Cosmopolitan ethics begins with a proposition most moral philosophy prefers to avoid: you have obligations to people you will never meet. Not aspirational obligations. Not the soft duties of charitable feeling that can be satisfied by an annual donation and a moment of seasonal guilt. Genuine obligations — claims that strangers have on your behavior, your choices, your institutional designs, by virtue of being human beings affected by what you do. Applied to AI, the framework identifies a structural truth the discourse consistently evades: the people who benefit most from AI are benefiting from a structure that imposes costs on others. Those others are strangers. Most of the beneficiaries will never meet them. The cosmopolitan obligation is real. The Luddites of 1812 were destroyed in part because the people who benefited from the power looms acknowledged no obligation to the displaced. The pattern is not historical. It is contemporary.
The resistance to stranger-obligation comes from two directions. Communitarians argue that genuine obligation requires genuine relationship — you can owe duties to family, community, nation, but not to strangers. Libertarians argue that obligation requires consent — you cannot be bound by duties you did not choose. Appiah rejects both. The boundaries of community have never been fixed; every moral expansion in history has involved recognizing people previously classified as strangers as within the circle of obligation. And benefit from a structure that harms others incurs obligation regardless of whether the benefit was sought.

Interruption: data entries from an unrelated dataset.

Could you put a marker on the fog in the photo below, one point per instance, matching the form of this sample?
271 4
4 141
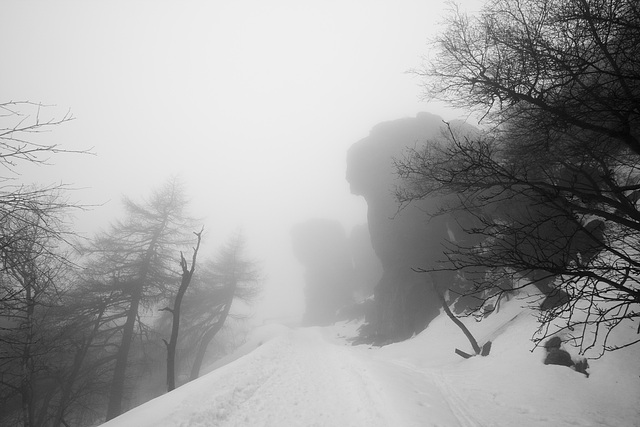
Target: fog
252 104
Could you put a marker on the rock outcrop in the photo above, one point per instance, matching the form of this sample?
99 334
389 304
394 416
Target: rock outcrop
405 301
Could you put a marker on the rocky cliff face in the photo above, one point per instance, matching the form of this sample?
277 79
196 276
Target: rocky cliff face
405 301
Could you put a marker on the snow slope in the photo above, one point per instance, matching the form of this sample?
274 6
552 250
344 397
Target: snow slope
312 377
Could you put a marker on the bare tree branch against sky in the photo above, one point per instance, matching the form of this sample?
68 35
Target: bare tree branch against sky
252 103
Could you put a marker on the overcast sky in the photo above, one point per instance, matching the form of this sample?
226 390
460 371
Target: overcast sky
252 103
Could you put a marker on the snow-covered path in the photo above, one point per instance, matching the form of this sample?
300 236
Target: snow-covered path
311 377
302 378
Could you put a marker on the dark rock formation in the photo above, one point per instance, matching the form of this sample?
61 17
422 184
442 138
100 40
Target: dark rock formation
322 247
366 265
558 356
405 301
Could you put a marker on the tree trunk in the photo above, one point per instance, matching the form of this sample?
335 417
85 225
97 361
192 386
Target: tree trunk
206 339
175 313
116 393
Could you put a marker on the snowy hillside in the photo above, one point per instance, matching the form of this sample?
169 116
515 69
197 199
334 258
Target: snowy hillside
313 377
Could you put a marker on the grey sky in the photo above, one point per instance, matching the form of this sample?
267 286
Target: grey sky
252 103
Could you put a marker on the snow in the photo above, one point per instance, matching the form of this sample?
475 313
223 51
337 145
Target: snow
312 377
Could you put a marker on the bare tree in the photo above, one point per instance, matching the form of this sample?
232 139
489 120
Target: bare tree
135 258
187 274
553 186
226 278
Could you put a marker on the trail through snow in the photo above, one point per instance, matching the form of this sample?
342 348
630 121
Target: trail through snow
311 377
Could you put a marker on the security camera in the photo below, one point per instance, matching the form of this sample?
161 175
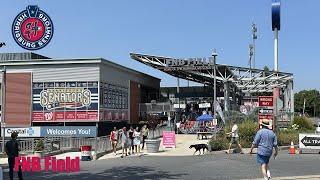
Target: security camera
2 44
214 53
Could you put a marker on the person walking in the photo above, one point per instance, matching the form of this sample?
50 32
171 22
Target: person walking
145 133
114 140
234 137
124 141
12 149
137 140
265 140
131 146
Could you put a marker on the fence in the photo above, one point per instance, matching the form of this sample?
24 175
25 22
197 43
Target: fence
99 144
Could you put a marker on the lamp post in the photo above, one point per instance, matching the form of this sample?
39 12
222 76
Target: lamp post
3 95
214 54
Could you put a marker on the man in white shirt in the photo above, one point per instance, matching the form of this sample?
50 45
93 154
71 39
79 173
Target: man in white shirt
234 137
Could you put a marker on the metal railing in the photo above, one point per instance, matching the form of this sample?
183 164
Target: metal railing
99 144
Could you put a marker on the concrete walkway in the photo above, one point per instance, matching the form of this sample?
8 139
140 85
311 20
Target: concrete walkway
183 141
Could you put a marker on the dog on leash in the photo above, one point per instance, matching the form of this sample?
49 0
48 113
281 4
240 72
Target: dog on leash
198 147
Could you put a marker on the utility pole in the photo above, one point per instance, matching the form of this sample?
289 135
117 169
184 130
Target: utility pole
214 54
3 106
3 99
254 37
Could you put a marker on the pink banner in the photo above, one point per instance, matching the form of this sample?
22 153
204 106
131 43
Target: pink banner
65 116
169 139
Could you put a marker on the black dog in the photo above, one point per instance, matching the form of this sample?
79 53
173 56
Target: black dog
198 147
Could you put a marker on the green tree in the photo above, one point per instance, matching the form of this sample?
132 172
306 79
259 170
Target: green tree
312 102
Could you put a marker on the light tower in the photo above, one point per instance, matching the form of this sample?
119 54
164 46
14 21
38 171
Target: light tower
275 10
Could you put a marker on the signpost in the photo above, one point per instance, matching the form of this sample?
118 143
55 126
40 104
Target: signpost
309 141
169 139
266 111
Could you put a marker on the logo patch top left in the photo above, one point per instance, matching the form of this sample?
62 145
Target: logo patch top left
32 29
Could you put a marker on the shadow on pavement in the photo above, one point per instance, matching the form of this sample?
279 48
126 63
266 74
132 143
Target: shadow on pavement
119 173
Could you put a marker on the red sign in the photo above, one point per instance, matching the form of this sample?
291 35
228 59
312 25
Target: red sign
65 116
113 115
169 139
266 118
266 101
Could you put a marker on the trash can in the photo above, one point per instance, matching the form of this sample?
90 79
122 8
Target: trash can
86 153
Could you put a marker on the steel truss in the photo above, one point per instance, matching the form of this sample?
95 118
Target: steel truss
245 80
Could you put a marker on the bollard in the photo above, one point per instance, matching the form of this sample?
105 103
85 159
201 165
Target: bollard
86 153
1 173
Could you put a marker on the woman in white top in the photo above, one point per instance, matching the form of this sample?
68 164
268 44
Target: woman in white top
137 140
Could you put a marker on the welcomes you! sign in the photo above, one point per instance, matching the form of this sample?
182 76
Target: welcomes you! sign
54 131
65 101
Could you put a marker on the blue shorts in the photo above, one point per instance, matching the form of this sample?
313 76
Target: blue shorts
262 159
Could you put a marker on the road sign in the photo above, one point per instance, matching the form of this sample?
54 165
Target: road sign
267 117
309 141
265 101
265 111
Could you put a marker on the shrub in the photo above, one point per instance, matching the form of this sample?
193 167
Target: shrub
247 131
303 122
286 136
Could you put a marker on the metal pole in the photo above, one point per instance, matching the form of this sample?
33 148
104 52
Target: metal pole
276 67
214 84
214 54
177 115
3 88
254 37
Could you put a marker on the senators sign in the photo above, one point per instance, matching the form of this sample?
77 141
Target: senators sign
65 101
71 98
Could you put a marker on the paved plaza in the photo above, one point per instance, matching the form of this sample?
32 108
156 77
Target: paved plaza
179 163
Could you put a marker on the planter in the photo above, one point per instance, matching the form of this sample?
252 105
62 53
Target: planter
153 145
39 154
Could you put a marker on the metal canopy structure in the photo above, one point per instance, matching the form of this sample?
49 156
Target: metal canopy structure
244 79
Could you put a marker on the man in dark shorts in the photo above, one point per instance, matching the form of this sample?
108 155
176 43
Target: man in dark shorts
265 140
12 150
114 140
234 137
131 146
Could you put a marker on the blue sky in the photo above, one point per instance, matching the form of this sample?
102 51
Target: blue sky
178 28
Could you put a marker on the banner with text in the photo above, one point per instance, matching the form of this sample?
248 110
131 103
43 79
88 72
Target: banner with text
169 139
65 101
23 132
68 131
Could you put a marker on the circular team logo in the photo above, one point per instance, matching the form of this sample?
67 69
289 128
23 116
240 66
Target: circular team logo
32 29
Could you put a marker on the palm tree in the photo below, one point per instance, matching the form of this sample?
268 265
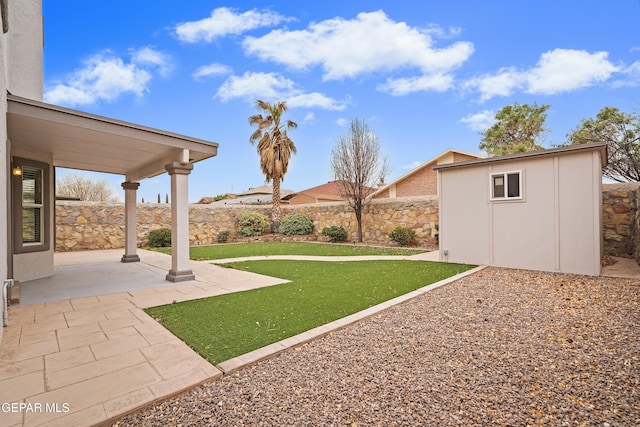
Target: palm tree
274 147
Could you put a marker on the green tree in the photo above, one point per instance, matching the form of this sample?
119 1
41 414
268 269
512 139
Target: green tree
621 132
275 149
518 129
358 167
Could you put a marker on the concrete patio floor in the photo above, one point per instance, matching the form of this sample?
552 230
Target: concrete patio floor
80 350
84 359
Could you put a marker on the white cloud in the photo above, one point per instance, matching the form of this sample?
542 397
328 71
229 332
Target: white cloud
565 70
255 85
412 166
405 86
631 76
103 77
315 99
211 70
481 121
369 43
309 118
273 87
148 56
224 21
557 71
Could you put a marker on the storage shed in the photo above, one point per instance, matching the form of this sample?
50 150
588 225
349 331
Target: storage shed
538 211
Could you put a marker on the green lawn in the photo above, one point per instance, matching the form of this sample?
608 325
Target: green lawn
220 328
237 250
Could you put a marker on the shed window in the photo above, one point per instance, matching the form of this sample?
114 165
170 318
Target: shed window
506 185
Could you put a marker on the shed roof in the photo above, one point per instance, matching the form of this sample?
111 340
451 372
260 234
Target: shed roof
600 146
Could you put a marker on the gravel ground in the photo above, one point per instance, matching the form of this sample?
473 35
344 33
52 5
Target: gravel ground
500 347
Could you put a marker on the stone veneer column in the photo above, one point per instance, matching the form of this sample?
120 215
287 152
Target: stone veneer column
130 222
180 268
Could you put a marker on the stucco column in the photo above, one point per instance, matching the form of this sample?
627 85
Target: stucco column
180 269
130 222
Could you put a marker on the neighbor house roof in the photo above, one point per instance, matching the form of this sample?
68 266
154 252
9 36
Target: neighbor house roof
253 196
600 146
445 156
325 192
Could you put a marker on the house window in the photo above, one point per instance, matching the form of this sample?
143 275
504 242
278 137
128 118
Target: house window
507 185
30 204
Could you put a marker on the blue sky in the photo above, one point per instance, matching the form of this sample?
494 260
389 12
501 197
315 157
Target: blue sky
425 75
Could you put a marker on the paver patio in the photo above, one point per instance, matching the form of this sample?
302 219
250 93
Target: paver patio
84 360
81 361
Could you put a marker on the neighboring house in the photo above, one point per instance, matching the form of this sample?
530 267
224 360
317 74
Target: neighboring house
329 192
539 211
262 195
423 180
38 137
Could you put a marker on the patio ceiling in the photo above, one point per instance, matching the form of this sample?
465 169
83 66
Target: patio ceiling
85 141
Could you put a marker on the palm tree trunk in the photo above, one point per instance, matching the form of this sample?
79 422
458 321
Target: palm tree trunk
359 221
276 210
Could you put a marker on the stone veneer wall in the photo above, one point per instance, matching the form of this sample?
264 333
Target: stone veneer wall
96 225
620 218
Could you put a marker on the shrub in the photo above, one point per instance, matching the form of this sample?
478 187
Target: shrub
252 224
223 236
403 236
160 238
335 233
296 224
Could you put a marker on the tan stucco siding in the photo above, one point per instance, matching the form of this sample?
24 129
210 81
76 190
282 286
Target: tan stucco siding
556 226
580 213
35 265
523 230
464 219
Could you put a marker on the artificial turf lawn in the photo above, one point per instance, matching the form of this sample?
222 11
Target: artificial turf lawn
237 250
222 327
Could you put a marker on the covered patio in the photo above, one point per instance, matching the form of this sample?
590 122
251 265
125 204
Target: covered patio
78 140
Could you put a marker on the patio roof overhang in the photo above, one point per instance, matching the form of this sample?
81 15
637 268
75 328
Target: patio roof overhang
84 141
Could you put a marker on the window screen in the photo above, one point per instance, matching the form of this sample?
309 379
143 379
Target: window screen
506 185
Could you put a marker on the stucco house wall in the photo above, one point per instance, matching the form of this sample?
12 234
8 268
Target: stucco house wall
22 56
554 226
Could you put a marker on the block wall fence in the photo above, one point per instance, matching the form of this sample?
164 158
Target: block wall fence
96 225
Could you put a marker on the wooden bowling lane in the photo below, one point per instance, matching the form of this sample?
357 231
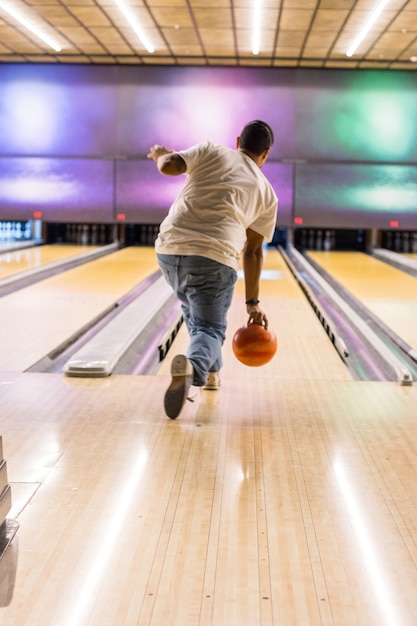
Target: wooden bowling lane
304 349
387 292
271 502
37 319
17 261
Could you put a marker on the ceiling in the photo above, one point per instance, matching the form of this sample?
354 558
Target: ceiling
295 33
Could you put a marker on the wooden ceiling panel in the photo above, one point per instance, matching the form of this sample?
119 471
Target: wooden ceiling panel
302 33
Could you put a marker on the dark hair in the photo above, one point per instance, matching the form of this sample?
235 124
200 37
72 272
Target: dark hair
256 137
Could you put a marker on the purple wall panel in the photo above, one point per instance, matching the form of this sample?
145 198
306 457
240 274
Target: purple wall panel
62 189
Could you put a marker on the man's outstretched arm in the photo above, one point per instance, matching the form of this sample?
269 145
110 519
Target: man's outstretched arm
252 267
168 161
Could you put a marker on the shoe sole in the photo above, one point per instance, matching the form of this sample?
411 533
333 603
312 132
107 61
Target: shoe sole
176 394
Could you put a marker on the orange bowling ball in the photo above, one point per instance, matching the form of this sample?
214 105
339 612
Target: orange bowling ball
254 345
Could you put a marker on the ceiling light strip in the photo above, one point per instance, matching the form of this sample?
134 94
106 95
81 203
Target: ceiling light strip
256 26
368 25
27 24
134 24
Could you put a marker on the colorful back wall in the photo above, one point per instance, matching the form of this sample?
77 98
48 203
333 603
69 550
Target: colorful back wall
74 140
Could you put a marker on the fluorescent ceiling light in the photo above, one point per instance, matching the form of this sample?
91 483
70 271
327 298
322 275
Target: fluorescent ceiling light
378 10
19 17
134 24
256 26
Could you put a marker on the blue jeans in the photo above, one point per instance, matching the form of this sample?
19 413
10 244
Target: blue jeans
205 289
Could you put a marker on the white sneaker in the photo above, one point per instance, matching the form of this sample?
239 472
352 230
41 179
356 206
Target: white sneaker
182 377
213 381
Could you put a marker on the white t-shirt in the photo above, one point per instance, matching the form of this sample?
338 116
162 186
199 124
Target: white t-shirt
224 194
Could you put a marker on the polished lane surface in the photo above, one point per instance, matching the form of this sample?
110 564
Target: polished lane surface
39 318
387 292
14 262
286 498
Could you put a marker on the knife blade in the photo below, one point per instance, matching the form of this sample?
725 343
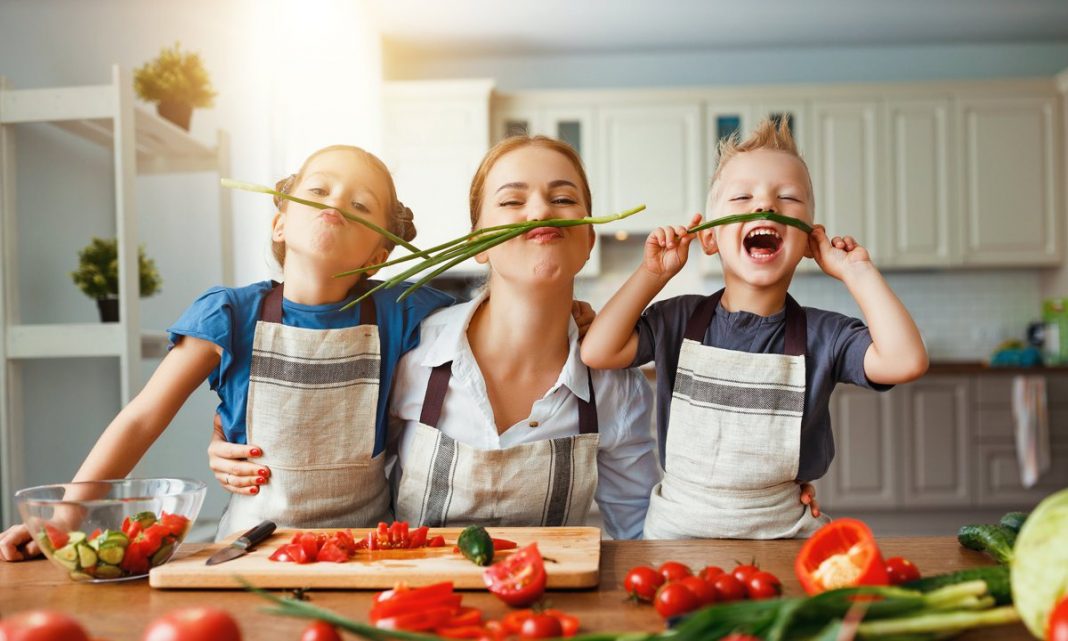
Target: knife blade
244 544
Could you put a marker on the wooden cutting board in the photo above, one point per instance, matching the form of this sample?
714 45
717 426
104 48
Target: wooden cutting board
575 554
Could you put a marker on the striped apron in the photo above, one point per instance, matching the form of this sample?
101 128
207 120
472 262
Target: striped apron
734 442
312 407
542 483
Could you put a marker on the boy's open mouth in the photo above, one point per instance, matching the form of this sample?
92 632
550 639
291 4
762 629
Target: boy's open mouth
763 243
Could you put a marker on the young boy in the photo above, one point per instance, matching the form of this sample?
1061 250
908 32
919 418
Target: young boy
743 376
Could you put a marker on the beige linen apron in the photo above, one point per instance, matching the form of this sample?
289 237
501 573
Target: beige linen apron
542 483
312 407
733 447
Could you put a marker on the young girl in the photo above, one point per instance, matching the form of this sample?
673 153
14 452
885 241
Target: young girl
292 370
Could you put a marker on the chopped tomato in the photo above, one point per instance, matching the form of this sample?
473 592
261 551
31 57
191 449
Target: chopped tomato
518 580
842 553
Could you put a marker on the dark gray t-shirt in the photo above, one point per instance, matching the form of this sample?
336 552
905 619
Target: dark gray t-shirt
834 354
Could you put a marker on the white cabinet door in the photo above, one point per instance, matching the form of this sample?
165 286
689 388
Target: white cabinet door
1010 181
863 474
936 418
845 163
920 230
652 154
435 135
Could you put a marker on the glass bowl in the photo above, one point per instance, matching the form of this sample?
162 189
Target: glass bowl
103 531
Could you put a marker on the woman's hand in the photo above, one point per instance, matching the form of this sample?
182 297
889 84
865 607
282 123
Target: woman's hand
231 465
809 498
668 248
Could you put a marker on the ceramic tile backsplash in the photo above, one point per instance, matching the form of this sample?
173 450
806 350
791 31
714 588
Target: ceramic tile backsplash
962 314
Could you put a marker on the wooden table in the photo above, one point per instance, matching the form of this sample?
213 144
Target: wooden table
121 611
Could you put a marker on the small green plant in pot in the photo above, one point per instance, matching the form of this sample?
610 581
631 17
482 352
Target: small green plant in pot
177 82
97 276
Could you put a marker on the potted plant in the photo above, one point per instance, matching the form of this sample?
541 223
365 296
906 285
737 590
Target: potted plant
176 81
97 276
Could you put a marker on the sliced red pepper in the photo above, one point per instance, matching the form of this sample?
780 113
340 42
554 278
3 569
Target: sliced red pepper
842 553
518 580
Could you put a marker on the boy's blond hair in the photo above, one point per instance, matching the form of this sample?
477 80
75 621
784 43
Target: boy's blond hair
771 134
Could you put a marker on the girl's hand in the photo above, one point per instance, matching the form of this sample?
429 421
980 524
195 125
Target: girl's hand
583 314
231 465
668 248
836 255
809 498
17 545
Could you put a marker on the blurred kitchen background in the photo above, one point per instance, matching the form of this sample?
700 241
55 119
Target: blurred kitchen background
935 130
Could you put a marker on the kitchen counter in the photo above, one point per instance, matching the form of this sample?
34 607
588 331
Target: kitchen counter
121 611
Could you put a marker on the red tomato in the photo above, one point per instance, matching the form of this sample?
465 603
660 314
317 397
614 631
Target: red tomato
193 624
674 599
710 572
701 589
742 572
42 625
319 630
900 571
1057 629
518 580
764 584
540 626
641 582
674 571
727 588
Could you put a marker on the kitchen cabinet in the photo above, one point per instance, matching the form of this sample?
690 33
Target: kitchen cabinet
919 229
1010 181
652 154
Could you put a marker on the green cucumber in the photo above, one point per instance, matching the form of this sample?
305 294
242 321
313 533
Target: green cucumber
995 540
996 578
476 545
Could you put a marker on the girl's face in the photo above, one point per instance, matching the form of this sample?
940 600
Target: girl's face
534 183
762 252
344 181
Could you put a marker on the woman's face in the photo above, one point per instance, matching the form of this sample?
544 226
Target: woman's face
534 183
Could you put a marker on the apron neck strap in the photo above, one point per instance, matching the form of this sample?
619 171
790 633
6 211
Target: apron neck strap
796 326
270 311
438 385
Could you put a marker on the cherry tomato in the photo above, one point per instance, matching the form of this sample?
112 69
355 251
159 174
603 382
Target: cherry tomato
193 624
519 579
674 571
1058 622
742 572
641 582
727 588
319 630
701 589
674 599
900 571
42 625
710 572
764 584
540 626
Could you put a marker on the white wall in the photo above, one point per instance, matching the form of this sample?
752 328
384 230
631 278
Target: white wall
291 76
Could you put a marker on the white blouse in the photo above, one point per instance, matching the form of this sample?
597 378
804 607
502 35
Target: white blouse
626 462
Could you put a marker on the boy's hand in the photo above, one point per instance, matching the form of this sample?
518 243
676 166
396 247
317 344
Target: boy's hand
836 255
668 248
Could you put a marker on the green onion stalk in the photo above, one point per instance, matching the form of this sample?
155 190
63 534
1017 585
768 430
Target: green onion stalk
446 255
358 219
804 227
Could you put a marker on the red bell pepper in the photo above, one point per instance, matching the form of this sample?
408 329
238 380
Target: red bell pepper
843 553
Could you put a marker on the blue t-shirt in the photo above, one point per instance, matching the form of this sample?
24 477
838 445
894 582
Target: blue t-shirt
228 317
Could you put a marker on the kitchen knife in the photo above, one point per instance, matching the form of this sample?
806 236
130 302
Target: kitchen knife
242 544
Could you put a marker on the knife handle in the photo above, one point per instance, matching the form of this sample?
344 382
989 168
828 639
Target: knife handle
256 534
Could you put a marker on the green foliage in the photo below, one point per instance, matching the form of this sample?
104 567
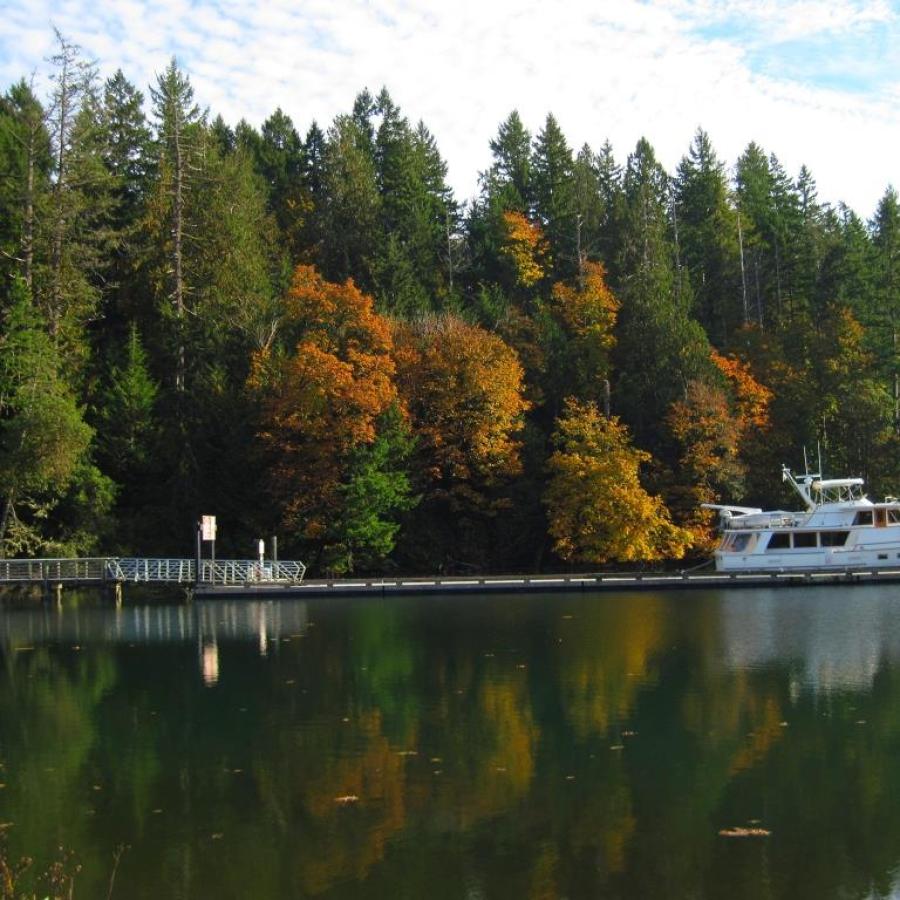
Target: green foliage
376 492
147 273
43 436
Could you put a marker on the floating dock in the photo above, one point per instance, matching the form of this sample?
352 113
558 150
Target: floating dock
620 581
252 578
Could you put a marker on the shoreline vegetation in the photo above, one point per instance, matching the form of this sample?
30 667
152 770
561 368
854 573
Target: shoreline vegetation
306 334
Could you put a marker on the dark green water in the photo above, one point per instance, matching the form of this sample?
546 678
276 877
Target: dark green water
528 746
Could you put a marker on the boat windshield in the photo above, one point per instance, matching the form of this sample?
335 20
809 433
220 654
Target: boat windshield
838 490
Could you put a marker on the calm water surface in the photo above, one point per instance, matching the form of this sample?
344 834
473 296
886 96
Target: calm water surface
479 747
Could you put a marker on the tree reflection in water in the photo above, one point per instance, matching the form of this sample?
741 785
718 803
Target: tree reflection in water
536 746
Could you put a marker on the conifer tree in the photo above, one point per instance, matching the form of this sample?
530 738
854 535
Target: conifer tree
43 436
25 160
180 145
553 186
707 239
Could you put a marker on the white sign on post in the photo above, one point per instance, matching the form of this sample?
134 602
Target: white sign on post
208 528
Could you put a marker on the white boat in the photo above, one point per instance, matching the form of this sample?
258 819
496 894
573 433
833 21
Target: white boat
839 529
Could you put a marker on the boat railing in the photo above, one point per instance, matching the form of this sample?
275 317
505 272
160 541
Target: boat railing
757 522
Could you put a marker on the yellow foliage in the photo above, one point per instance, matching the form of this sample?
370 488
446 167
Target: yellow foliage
523 247
324 399
597 509
463 387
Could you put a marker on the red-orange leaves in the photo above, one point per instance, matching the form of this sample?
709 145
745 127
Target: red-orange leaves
587 311
752 398
596 507
524 247
322 400
463 388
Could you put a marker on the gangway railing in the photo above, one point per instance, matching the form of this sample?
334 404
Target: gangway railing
119 570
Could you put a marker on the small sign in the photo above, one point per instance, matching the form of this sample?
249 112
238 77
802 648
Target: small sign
208 528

The parallel to AI is precise. The productivity gains Segal documents are real. The builders achieving them are not villains. But the gains have costs, and the costs fall on strangers — the junior developer not hired, the mid-career professional displaced before retraining is possible, the communities whose economic foundations are being restructured. The obligation is not charity. It is justice, arising from the structure of the situation.
Appiah's framework demands three concrete responses. First, visibility: the people bearing the costs must be seen as particular individuals, not statistics. Second, institutional response: retraining programs, safety nets, educational reform — built at the speed the transition demands. Third, moral imagination — the active effort to understand the world from the displaced stranger's perspective.
Acemoglu and Johnson in Power and Progress provide the historical evidence that makes the philosophical framework concrete. Across a thousand years of technological transitions, distributional consequences were determined not by the technology but by the institutional choices made during the transition. Technologies with strong institutions produced broadly shared prosperity. Technologies without produced concentrated wealth and widespread immiseration. The choices are being made now.
Appiah developed the stranger-obligation framework most fully in Cosmopolitanism: Ethics in a World of Strangers (2006). The framework draws on Kant's cosmopolitan writings while rejecting Kant's universalism-as-abstraction for a rooted universalism that acknowledges particular attachments while insisting on duties that extend beyond them.
Obligation is structural. It arises from the situation, not from the obligated party's feelings. Benefit from a system that harms others creates duty regardless of intent.
Visibility first. The people bearing the costs must be seen as particular individuals. Aggregate statistics perform a subtle moral erasure.
Institutions over intentions. Good intentions are necessary but insufficient. The obligation requires the construction of institutions that distribute transition costs justly.
Moral imagination. Genuine cosmopolitan concern requires active effort to understand the world from the perspective of those affected — not simulated stakeholder analysis but actual encounter.
The objection from effective altruism argues that impartial moral concern requires treating all strangers equally, which conflicts with Appiah's emphasis on particular attachment. Appiah's response is that rooted cosmopolitanism is not weakened impartialism but a different framework entirely — one that recognizes particular attachments as constitutive of moral agency while extending concern beyond them.